ISBN: 1-932842-18-7
Publisher: Star Cloud Press
Purchase: Amazon
Review: Tucson Weekly
Article: Arizona Daily Star

A Bruised Light


In Pamela Portwood's magnificent debut collection, A Bruised Light, furniture is "glowing," a face is "a halo beside/ the lamp of an ordinary night," and limbs are "tingling": these details, the actual shifts in perceptions, just prior to the onset of epilepsy. Portwood wastes no pity on the broken, suffering body, but looks with unflinching eye on the particulars of this human condition ("I do what I can do,/ describe what I see"). Yet these poems also mine history wryly for its "Great Epileptic Leaders" (Caligula, Napoleon), its visionary artists and saints, its early, fruitless remedies ("if you vomit a drink of acacia,/ The sacred disease will plague you all of your life"). Here is the spare, redolent beauty of courage in a lyric key.
—Cynthia Hogue, author of In June the Labyrinth and Revenance

In these intelligent, beautifully crafted poems, Pamela Portwood reflects upon the body's frailties and the unlikely bounties of suffering: the great gifts of art and music and literature that survive. Bursting with color and lyric muscle, A Bruised Light is a tough, vibrant book and I admire it enormously.
—Karen Brennan, author of Monsters and Little Dark

Pamela Portwood's A Bruised Light features some of the most influential figures in history, intriguingly hinting that it is "abnormal" minds, so often stigmatized with diagnostic labels, that have determined human history.
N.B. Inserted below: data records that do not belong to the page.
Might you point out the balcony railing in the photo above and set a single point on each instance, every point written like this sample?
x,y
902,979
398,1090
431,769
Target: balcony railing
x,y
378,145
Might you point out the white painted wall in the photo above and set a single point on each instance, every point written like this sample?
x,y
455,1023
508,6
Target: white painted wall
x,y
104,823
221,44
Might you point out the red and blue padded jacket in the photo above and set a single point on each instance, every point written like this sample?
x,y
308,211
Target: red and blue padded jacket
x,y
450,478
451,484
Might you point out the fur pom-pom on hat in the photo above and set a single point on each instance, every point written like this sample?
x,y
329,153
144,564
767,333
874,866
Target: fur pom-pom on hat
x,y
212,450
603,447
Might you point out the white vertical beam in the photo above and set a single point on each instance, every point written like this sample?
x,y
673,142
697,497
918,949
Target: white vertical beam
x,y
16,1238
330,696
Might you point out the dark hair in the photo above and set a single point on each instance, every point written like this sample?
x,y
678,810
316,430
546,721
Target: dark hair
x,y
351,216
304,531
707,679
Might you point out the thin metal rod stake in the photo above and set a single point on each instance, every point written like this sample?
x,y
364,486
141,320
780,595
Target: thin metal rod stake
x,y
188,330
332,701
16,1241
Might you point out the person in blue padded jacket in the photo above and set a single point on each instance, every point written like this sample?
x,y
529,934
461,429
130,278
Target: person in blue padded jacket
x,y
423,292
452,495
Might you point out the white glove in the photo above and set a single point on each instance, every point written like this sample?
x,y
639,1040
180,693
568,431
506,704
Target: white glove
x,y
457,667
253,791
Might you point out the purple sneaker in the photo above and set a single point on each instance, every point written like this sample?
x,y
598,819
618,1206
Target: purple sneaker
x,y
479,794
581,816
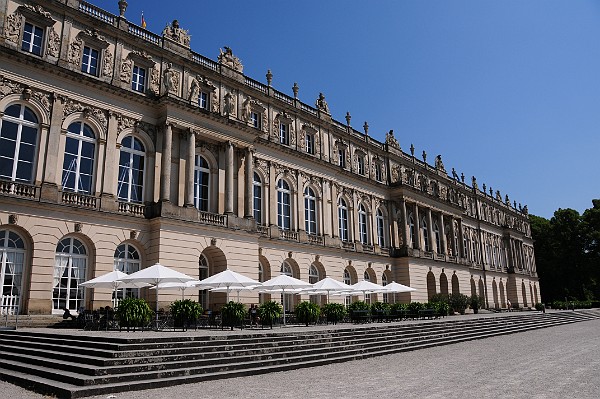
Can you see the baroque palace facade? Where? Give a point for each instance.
(120, 148)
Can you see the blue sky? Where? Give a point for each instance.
(508, 91)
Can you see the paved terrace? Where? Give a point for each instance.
(555, 362)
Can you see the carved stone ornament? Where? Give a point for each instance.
(175, 33)
(171, 79)
(53, 43)
(12, 30)
(228, 59)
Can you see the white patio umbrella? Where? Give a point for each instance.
(179, 286)
(112, 280)
(330, 285)
(227, 279)
(285, 283)
(366, 287)
(155, 275)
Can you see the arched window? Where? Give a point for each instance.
(347, 281)
(343, 220)
(362, 224)
(201, 183)
(70, 269)
(12, 260)
(438, 237)
(257, 198)
(78, 163)
(18, 141)
(283, 205)
(412, 230)
(131, 170)
(380, 222)
(202, 274)
(127, 260)
(425, 232)
(384, 283)
(310, 211)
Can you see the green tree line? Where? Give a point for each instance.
(567, 252)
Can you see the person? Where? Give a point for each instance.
(253, 315)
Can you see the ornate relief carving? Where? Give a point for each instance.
(228, 59)
(14, 22)
(53, 43)
(175, 33)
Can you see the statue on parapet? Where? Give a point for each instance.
(228, 59)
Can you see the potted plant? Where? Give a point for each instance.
(307, 312)
(185, 311)
(133, 312)
(269, 312)
(334, 312)
(233, 314)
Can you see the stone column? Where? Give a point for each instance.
(190, 170)
(165, 172)
(248, 192)
(229, 177)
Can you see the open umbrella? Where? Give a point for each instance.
(112, 280)
(329, 285)
(285, 282)
(155, 275)
(227, 279)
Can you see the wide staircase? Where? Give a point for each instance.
(73, 366)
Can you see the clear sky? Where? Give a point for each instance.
(508, 91)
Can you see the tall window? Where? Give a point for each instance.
(32, 39)
(202, 274)
(362, 224)
(18, 141)
(425, 232)
(283, 205)
(257, 198)
(343, 220)
(89, 62)
(127, 260)
(380, 228)
(310, 143)
(310, 211)
(347, 281)
(12, 259)
(201, 183)
(138, 79)
(203, 100)
(78, 163)
(438, 237)
(360, 164)
(284, 134)
(131, 170)
(378, 172)
(70, 266)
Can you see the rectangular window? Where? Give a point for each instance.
(203, 100)
(255, 120)
(138, 79)
(310, 143)
(89, 62)
(32, 39)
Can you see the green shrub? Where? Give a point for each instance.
(233, 314)
(459, 303)
(307, 312)
(334, 312)
(134, 312)
(185, 311)
(269, 312)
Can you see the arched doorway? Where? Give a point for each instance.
(431, 286)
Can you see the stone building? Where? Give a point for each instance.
(120, 148)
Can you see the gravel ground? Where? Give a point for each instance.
(556, 362)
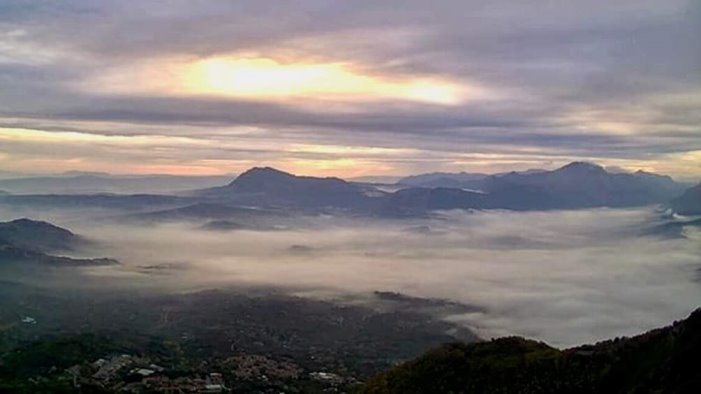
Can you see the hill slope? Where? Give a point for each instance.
(661, 361)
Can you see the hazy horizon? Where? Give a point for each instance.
(329, 88)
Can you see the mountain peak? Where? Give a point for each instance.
(263, 174)
(582, 166)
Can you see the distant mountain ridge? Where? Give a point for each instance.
(31, 241)
(578, 185)
(270, 186)
(87, 182)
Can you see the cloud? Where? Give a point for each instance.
(617, 83)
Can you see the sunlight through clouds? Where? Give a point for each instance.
(267, 79)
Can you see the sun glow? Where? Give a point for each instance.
(264, 78)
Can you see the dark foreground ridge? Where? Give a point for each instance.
(661, 361)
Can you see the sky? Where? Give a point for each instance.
(349, 88)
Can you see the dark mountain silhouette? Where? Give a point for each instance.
(263, 186)
(38, 236)
(30, 241)
(576, 185)
(688, 203)
(660, 361)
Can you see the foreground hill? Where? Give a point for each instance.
(661, 361)
(688, 203)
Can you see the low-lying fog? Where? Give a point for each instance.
(566, 277)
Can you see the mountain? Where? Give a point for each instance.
(265, 186)
(688, 203)
(31, 241)
(135, 202)
(92, 183)
(576, 185)
(660, 361)
(38, 236)
(11, 253)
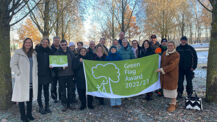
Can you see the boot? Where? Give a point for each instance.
(171, 108)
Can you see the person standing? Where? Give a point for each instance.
(114, 56)
(187, 65)
(163, 45)
(116, 44)
(72, 48)
(91, 50)
(154, 43)
(103, 43)
(54, 87)
(79, 46)
(169, 74)
(125, 51)
(44, 74)
(65, 76)
(81, 84)
(24, 64)
(135, 48)
(146, 50)
(121, 37)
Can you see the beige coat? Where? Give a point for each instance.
(20, 65)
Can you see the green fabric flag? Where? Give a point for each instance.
(120, 79)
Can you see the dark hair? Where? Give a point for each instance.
(80, 43)
(47, 40)
(31, 50)
(144, 43)
(63, 41)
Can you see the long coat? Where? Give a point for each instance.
(170, 68)
(20, 65)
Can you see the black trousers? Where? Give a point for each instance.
(82, 98)
(189, 76)
(22, 107)
(45, 88)
(66, 89)
(54, 88)
(74, 89)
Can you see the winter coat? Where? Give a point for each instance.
(44, 72)
(69, 71)
(169, 70)
(126, 53)
(145, 52)
(80, 78)
(20, 65)
(188, 57)
(113, 57)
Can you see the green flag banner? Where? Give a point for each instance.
(58, 60)
(121, 79)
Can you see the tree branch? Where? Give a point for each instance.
(205, 6)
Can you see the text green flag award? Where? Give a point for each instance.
(120, 79)
(58, 60)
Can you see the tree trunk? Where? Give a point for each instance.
(123, 16)
(5, 72)
(211, 87)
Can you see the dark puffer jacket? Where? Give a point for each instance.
(188, 57)
(44, 72)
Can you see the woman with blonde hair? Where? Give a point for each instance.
(24, 65)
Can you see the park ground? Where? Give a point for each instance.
(133, 109)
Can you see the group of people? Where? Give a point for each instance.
(33, 74)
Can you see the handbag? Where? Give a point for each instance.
(193, 102)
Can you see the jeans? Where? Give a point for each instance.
(45, 88)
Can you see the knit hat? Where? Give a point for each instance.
(163, 40)
(71, 44)
(184, 38)
(112, 47)
(153, 36)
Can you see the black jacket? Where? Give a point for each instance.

Both heaven and hell are visionary and often unwelcome companions of the epileptic, the bipolar, the schizophrenic, but the works (and inventions and cataclysms) fired in the furnaces of their creativity are of such importance, both for better and worse, that it is a wonder that these conditions are stigmatized rather than envied. The "ecstasy before the darkness" Portwood cites as a feature of epilepsy is perhaps the only involuntary lightning storm one can survive repeatedly. The candor of Portwood's poetry is welcome in our culture of denial and evasion. May it inspire others to write about afflictions without ignoring their blessings!